Before you start with goats, buy one and kill it. Eat it. Did you like that process? If you didn’t, don’t get goats. The most common downfall of homesteaders and livestock is turning the place into a geriatric animal nursing home. If you have animals, you’re going to have to cull them when they get old, lame, ornery, or unproductive.  

Milk goats are okay, but they need to keep having babies in order to give milk. Back to the problem I’ve already pointed out: butcher one first, eat it, then look at goats. Furthermore, goats are notorious Houdinis on fences. The old adage “If it won’t hold water, it won’t hold a goat” is largely true. Unless and until you’re a master fence builder and designer, stay away from the goat. 

Sheep have similar issues, although they are easier to control than goats and are wonderful grazers. They also browse a little more than cows, so sheep offer a hybrid between the goat and the cow. Sheep milking is quite viable if you want dairy on a tiny scale.

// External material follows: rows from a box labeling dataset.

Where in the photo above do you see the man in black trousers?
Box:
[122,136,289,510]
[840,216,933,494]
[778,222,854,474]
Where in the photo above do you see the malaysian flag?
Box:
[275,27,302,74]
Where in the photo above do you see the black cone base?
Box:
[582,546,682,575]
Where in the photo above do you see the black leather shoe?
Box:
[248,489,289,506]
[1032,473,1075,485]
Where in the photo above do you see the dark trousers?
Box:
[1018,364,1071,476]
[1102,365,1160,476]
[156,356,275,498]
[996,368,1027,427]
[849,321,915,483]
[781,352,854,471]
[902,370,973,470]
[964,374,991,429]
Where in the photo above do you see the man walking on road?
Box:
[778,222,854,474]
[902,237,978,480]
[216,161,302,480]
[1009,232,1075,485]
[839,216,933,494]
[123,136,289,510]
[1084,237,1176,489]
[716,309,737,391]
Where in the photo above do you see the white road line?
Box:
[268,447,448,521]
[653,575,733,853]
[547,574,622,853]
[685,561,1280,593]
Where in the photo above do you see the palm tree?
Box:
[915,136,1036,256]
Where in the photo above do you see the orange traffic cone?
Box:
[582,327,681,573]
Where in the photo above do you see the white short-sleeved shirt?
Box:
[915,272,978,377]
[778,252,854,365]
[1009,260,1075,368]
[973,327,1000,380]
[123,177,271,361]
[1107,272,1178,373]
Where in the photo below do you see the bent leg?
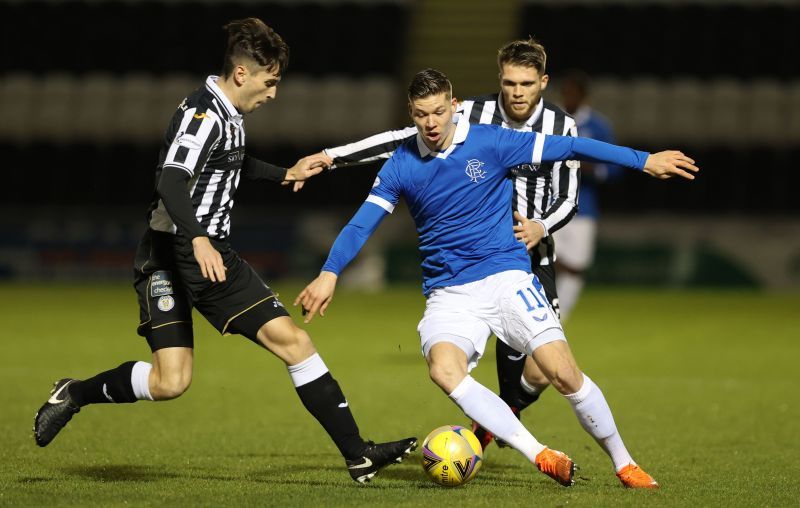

So what’s my third animal pick? A beef steer. Ideally two for their own social happiness, but beef animals are friendly enough that you can be their social counterpart. Chances are you eat more beef  (52 lbs. per capita per year) than lamb (0.7 lbs. per capita per year) or goat (0.1 lbs. per capita per year), so why not raise one for yourself?

A homestead offers many opportunities to fail and get frustrated. While a beef animal is big and can be intimidating, if you have a secure corral to get it tamed, nothing can become almost like a pet as fast as a gentle steer. A few carrots, apples, sugar cubes, and a nice paddy of hay will have that boy eating out of your hand in a week.  Beef animals train easily and quickly to a single strand of electric fence, unlike sheep which require two or three, and goats which require three to five.  

Chances are you won’t process the beef yourself; you’ll take it to a custom abattoir and bring home beautiful, labeled, frozen packages. More neighborhood abattoirs exist to process beef than chicken.

Honorable Mention: Pigs

This column wouldn’t be complete without at least acknowledging the pig. After beef, I’d go for a pig because it’s happy in a covered pen on deep bedding. Keep dumping in chips and junky hay to keep the pig odor-free and happy. Again, two pigs are preferable to one. 

Pigs are also far easier to butcher at home than a beef steer and offer the distinct advantage of bacon to go along with your eggs. If you have any dairy animals, the pig is a natural adjunct because anything milk-related (fresh, sour, or foul), they eat with relish and turn into delightful nutrition. Plus, with enough room and fresh carbon, pigs don’t stink. You can trust me on that! 

To recap, my order is the dual-purpose laying hen, then the fast-growing broiler chicken, then the beef steer. Get that right before heading off into the daily commitment of a dairy animal or the control issues with sheep and goats.  At least, that’s my two cents’ worth.